Algo que también ha cambiado son las demandas, o al menos la intensidad de estas. Si bien en las manifestaciones masivas —1974, 1975, 1976, 1988, 2007— lo que se pedía frente a las bayonetas era echar a los militares, ahora se acepta que mantengan sus cuotas de poder. Ese es el reproche que, en sordina, emiten quienes aun disienten: antiguas víctimas, exiliados retornados, veteranos luchadores, representantes de las minorías étnicas más desfavorecidas.
Es el caso de Wai Wai Nu, de la Red de Mujeres Rohinyá. A sus 28 años, Wai Wai Nu pasó siete encerrada junto a su familia en la prisión de Insein. "Fue mi universidad de la vida", declaró hace un año al medio independiente The Irrawaddy. Los Rohinyá, más de 1.300.000 principalmente musulmanes, de los cuales 140.000 se hallan en Campos de Desplazados Internos, viven en condiciones de apartheid en el Estado de Rakán, en la frontera con Bangladesh.

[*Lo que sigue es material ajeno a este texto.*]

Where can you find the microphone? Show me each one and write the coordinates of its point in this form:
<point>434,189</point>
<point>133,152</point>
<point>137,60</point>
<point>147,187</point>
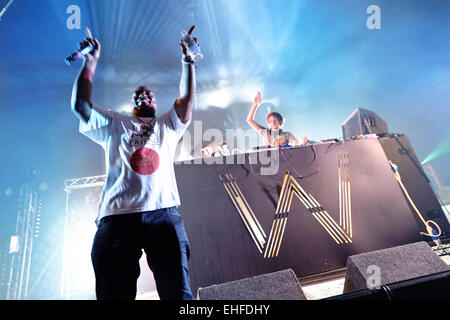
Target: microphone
<point>78,55</point>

Wai Wai Nu no pierde la sonrisa ni cuando habla de las condiciones de vida de su pueblo —sin libertad de movimiento, sin células de identidad, sin derecho a voto—. Para ella, el papel de la sociedad civil en la coyuntura birmana actual es incierto. La Liga Nacional para la Democracia está en el Gobierno, pero quienes lo controlan son los militares. La percepción del Gobierno sobre los grupos de la sociedad civil no es muy positiva, dice. No quieren ver demostraciones ni oír críticas. Se argumenta que el proceso es aún muy frágil, que no se debe presionar. El NLD piensa que quienes disienten están dificultando el proceso de paz, incluso habiendo sido ellos mismos activistas en el pasado.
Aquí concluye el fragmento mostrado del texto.